Schließung ist für die BWG auch eine Kostenfrage
Ebbe im Hallenbad

Lengerich -

Corona-bedingt ist das Hallenbad geschlossen. In diesem Monat wird dort nicht geschwommen. Die BWG als Betreiber hat jetzt entschieden, aus Kostengründen das Wasser aus dem Becken zu lassen.

Donnerstag, 05.11.2020, 19:31 Uhr aktualisiert: 05.11.2020, 19:40 Uhr
Trocken: Seit Mitte der Woche ist das Becken im Hallenbad leer.
Trocken: Seit Mitte der Woche ist das Becken im Hallenbad leer. Foto: BWG

Die Verschärfungen durch die aktuelle Corona-Schutzverordnung haben auch Auswirkungen auf den Badbetrieb, schreibt die Bäder und Wasser GmbH ( BWG ).

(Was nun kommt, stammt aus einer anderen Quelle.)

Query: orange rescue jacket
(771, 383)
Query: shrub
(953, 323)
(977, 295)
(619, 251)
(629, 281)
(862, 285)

Der Parkplatz vor dem Hallenbad In den Rietbroken ist leer, die Türen sind verschlossen. Doch wie geht es demnächst weiter? „Die aktuelle Entwicklung sorgt leider wie im Frühjahr dafür, dass wir den Badbetrieb einstellen müssen. Auch wenn das Betriebsverbot erst einmal bis Ende November befristet ist, müssen wir davon ausgehen, dass dies noch etwas länger andauern könnte, bis das Bad wieder in Betrieb gehen darf“, sagt Betriebsleiter Tilo Frömmel auf Nachfrage der WN .

Die BWG habe deshalb kurzfristig die Situation analysiert, konkrete Maßnahmen erarbeitet und mit ihrem Gesellschafter, der Stadt Lengerich, abgestimmt, berichtet er.

In den ersten beiden Tagen dieser Woche wurden technische Wartungen sowie eine umfangreiche Grundreinigung aller Badbereiche durchgeführt, danach wurde das Beckenwasser vollständig abgelassen. Das Vorgehen folge dabei einer einfachen Logik: wenn Wasser im Becken verbleibt, müsste es weiter umgewälzt und die Gebäude weiter belüftet und entfeuchtet werden. „Eine spürbare Kosteneinsparung ist aber nur dann möglich, wenn die Hauptenergieverbraucher wie Beckenumwälzung, Lüftungsanlage oder Heizung in eine Betriebspause geschickt werden“, erläutert Tilo Frömmel.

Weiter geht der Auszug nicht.